I agree that fiat money made this mess possible, because if the government, while loaning money to the banks, had to transfer real wealth (either gold or money backed by gold) then it wouldn't happen so easily -- remember, we are running at a deficit, which means the government has no money to loan out. What they do is sneak in freshly printed money (on paper or via electronic transfers) into the system, devaluing the dollar, which effectively makes everyone using the dollar pay X% interest on every dollar.

Now here comes the crux of the current problem. You, the bank, has money to loan out for housing. The government says you must loan out some of it to people who cannot afford to pay the principle, especially with interest. If your bank refuses to go along with this, you get fined per customer denied and you won't get your government loan to continue operations. A lot of your cash gets tied up in bad loans, loans you were forced to make and that you cannot retract (foreclosure) without government approval. However, you are not too worried about this, because all houses are going up in price -- partially from inflation and partially from increased demand via the governmental force. So, if you do have to foreclose, some of that house has already been paid for, you take it over at a fraction of the price you had to pay for it, the price goes up, and you sell it to someone else making a huge profit, even though you had to foreclose on it. To top it off, the housing building industry is booming as new houses are built left and right to meet this artificial demand. It all works pretty smoothly until too many people begin to default because of inflation and adjustable interest rates -- i.e. they could pay out $1000 per month, but they can't handle $1300 per month.

Now the banks have lots of houses they have foreclosed on that they cannot sell, because so many new homes are on the market, and the supply has met the new demand (the artificial demand), and because of this backlog of new and foreclosed homes, prices begin to fall dramatically. It was a ponzie scheme that could only work so long as the artificial demand was there -- and once that is gone, the whole system goes to pieces. As prices where going up, demand rose, because buying a house now made sense, since it would cost more a year down the road. Once prices begin to fall, people wait for a better bargain before buying. So, the banks can no longer count on people buying foreclosed homes at a profit to the banks. Instead of long-term assets, they become long-term deficits -- and the banks are running out of money to lend out, which is how they make their living.

It may sound like 5%-10% default isn't all that much, but when you realize banks only charge something like 5% interest, they don't have a huge profit margin in terms of percents. When times are good, we make much more profit than that in the picture framing business. A few defaults hurt us, for sure, but so long as business is good, we can take the loss. For banks, a few percent profit doesn't go very far; and when times go south, they don't have any cash to lend out.

So, it was a combination of factors, mostly brought about by government edict, that distorted the housing market until there was way too much supply out there.

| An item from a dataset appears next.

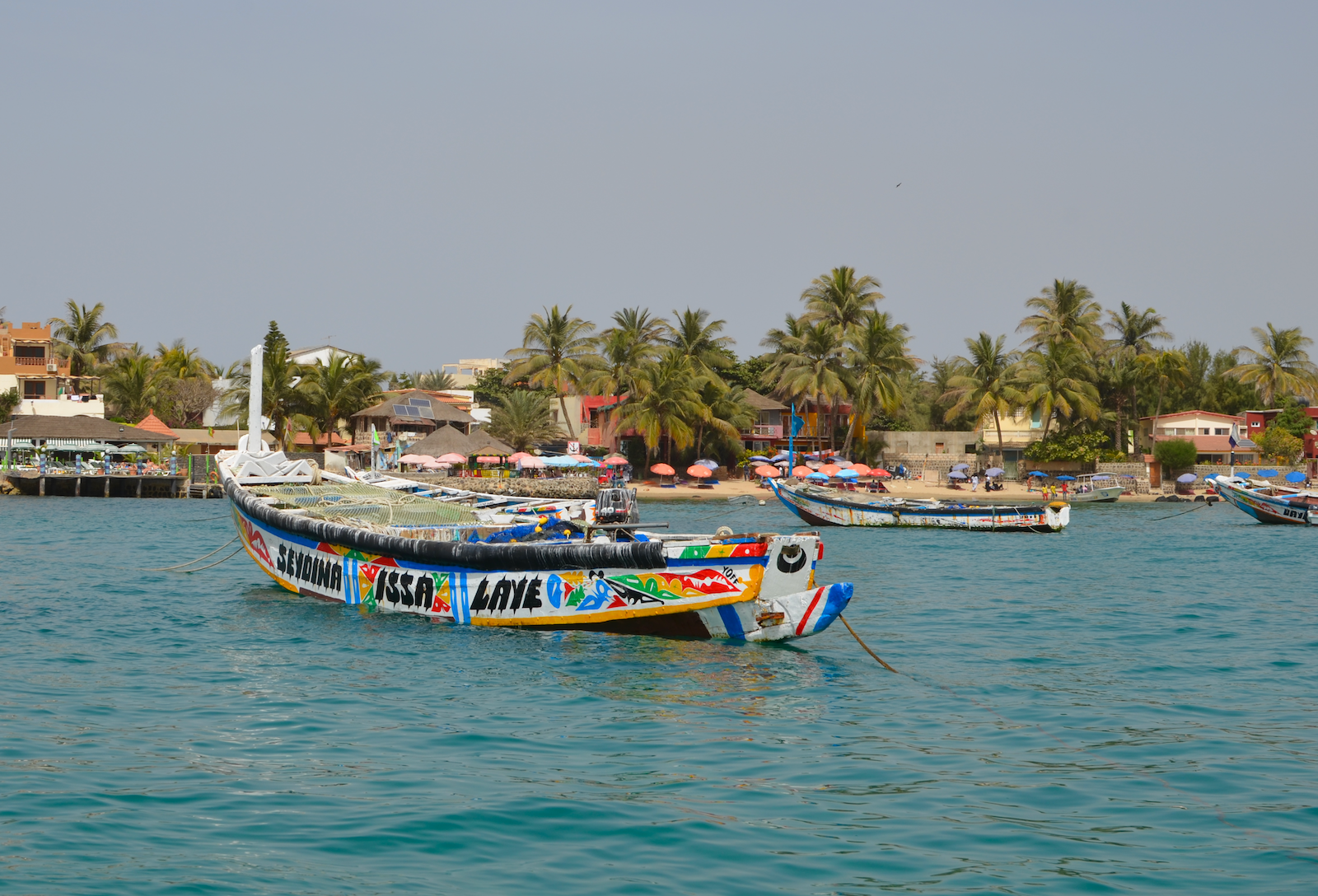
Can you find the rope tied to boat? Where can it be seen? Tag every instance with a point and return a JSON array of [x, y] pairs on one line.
[[867, 646]]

And now that markets are coming back to where they ought to be in a free market, the government wants to step in because housing prices are falling, destroying their ponzie scheme, and making house values fall like a brick, similar to the recent stock market plummets. If you own a house, it might be worth one third what it was a year ago, which has not only a psychological effect, but a real effect on one's personal credit worthiness, so the credit markets tighten. They no longer want your house if you default on their loan to you, and money gets jammed up in the system.

However, since the recent Emergency Economic Stabilization Act of 2008 doesn't solve any of these factors, it might be a while before your credit worthiness based on your house means much to the banks. So, the Fed is going to inject more fiat money into the system to give banks cash for their bad loans, which will set off another inflationary spiral and a boom somewhere along the lines, that will likewise come crashing down.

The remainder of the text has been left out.